Quando dovevamo venire qui, studiavamo con attenzione i biancoverdi e li temevamo perchè sapevamo di cosa erano capaci.

 

In particolar modo studiavamo con attenzione i trequarti come Nitoglia, Campagnaro ed Esposito che sapevamo potevano creare pericoli importanti.

 

Contro Treviso, specialmente qui, sono state sempre sfide tirate ed equilibrate, spesso adirittura decise all’ultimo”.

 

Genitori samoani – le origini sono chiare da subito dal tatuaggio sul braccio destro, fatto però da un professionista samoano ma in Irlanda – è sposato con l’irlandese Lisa, con la quale circa un anno fa ha avuto il piccolo Grayson.
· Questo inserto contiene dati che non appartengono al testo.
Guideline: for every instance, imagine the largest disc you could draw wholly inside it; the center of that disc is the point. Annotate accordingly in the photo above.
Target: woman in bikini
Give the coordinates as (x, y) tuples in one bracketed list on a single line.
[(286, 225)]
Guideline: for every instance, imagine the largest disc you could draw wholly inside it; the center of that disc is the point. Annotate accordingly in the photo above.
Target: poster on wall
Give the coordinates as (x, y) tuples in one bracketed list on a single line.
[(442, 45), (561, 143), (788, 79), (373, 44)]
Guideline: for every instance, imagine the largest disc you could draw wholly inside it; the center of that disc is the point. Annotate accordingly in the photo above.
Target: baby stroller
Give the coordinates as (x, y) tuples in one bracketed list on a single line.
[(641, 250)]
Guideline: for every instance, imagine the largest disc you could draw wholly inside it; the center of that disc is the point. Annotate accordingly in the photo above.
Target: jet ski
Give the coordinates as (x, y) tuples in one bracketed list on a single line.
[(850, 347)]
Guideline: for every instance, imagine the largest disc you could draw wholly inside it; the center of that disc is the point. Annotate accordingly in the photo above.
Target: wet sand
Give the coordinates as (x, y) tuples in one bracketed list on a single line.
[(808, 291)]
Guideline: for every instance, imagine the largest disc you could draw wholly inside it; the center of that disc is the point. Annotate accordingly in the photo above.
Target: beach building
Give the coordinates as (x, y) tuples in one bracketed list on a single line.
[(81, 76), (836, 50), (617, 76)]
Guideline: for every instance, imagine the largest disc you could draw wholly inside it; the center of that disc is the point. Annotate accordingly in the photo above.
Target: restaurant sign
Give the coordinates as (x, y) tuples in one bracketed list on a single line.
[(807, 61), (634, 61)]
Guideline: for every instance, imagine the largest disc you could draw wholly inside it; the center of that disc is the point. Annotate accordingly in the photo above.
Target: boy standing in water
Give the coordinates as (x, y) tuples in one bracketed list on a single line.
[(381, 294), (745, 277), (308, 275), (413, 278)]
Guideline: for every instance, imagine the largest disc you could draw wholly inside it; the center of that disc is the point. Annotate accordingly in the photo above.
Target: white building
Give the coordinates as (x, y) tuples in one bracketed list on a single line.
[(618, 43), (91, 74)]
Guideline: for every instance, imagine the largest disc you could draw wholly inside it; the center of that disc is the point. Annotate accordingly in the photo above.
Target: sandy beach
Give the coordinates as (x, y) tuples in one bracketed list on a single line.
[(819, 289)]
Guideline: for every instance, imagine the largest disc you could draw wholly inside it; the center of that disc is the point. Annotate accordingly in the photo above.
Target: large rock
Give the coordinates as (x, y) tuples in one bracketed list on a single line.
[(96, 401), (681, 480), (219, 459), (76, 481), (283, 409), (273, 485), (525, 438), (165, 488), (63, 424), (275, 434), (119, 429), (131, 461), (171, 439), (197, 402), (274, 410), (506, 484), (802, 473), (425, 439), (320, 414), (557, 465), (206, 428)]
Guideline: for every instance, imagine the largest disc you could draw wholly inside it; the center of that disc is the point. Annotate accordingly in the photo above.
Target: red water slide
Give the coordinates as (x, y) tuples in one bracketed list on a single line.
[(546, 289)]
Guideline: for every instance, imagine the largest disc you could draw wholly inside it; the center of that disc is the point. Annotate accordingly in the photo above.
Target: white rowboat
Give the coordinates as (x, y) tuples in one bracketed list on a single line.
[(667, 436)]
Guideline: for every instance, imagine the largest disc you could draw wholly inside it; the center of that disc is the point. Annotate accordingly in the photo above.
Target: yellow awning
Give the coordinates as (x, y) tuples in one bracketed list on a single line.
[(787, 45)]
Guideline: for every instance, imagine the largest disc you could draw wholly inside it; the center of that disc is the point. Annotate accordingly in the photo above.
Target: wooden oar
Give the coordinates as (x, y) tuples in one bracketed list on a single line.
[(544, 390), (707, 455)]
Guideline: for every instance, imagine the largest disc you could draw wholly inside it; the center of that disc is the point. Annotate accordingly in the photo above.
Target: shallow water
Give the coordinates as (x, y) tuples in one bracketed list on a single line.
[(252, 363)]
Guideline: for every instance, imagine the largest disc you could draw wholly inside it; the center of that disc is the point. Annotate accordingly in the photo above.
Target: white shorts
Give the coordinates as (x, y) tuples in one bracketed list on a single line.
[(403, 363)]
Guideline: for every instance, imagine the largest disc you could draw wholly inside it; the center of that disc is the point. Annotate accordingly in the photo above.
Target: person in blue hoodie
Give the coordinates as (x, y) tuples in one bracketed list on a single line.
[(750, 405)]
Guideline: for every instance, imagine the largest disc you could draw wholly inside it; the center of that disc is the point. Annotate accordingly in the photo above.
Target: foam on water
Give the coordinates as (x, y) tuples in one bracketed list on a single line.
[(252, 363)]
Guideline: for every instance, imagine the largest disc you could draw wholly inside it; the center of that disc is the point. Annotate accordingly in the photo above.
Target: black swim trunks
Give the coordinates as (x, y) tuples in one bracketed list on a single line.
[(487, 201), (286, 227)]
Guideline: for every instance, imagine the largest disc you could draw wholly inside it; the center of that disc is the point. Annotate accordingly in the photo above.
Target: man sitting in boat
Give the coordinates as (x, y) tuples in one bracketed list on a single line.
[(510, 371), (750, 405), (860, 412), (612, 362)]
“Mi considero un ragazzo solare, umile e modesto, che rispetta tutto e tutti. I miei genitori mi hanno insegnato a non dare nulla per scontato e a guadagnarmi quello che posso attraverso il sacrificio e così cerco di fare.

 

Nella vita di tutti i giorni, mi piace provare di tutto. Si vive una volta sola, no? Quindi meglio concedersi quante più possibilità.

 

Ora la maggior parte del tempo è dedicata alla famiglia e se posso ritagliarmi del tempo per me mi piace leggere libri gialli”.

 

 

Altro volto nuovo: Matt Luamanu

 

La sua presenza, c’è da scommetterci, si farà sentire questa stagione. Per un Loamanu che parte, ecco arrivare un Luamanu, un solo cambio di vocale per un giocatore dalla stazza impressionante.

 

Si presenta dopo il lungo viaggio dalla Nuova Zelanda, facendo subito capire che la sua passione al di fuori del rugby sono gli sport americani.

 

Cappellino di football dell’Alabama, canotta numero 10 di Dennis Rodman dei Pistons (basket NBA), chissà mai cosa potrà fare con la play station, suo altro grande hobby.

 

“Vengo in Italia per la prima volta. Non conosco molto della città di Treviso, a parte quello che ho visto documentandomi un po’ su internet.

 

Della squadra so che gioca un buon rugby e che partecipa a dei tornei impegnativi come PRO12 e Champions Cup e volevo affrontare questa sfida.

 

Dopo l’esperienza in Giappone ho voluto provare anche quella europea e non vedo l’ora di entrare nel vivo dell’azione e di conoscere meglio questo bellissimo posto”.

 

Mathew Henry Loamanu, più semplicemente Mat, nasce a Wellington il 4 aprile 1988 e risponde oggi al peso di 127 kg su 193 cm di altezza.

 

Gioca come terza linea, in particolare come numero 8 e dovrà prendere il posto di Christian, mentre l’amico Leo Auva’a – cresciuto nella stessa scuola ed in arrivo a Treviso nei prossimi giorni – prenderà il posto di Manoa Vosawai.

 

Fisico impressionante, in patria si è fatto apprezzare anche per le doti di velocità e l’istinto naturale nel portare avanti palla.

 

“Mi piace giocare un rugby più aperto, vivace, dove posso avere possibilità per correre e sfruttare l’istinto per gli spazi allargati”. 

 

In campionato ha esordito nella natia Wellington, per poi passare successivamente a North Harbour, meritandosi la chiamata in Super Rugby con i Blues, venendo anche indicato dall’allora tecnico Pat Lam (oggi al Connacht, ndr) come uno dei prospetti futuri più interessanti.

 

La straordinaria ascesa dell’All Black Jerome Kaino gli ha, tuttavia, bloccato un po’ la strada, portando alla decisione di trasferirsi in Giappone ai Kyuden Voltex.

 

Già nazionale giovanile e scolastico, ha partecipato con i baby blacks al Junior World Championship del 2008 in Galles, vincendolo.

 

“Cerco di spingere me stesso in questa nuova avventura. Delle competizioni che affronteremo so che ci attendono molte partite e che saranno molto improntate ad un gioco di avanti e mischie”.

 

Padre e madre samoani, trasferiti in Nuova Zelanda prima della sua nascita, sposato con Tone, ha una figlia di quasi due anni: Sienna, due fratelli (entrambi rugbisti e di buone prospettive) e due sorelle. 

 

Naturalmente come ogni buon neozelandese di origine samoana, ha un tatuaggio sul braccio sinistro che ne copre l’intera lunghezza e rappresenta l’albero genealogico.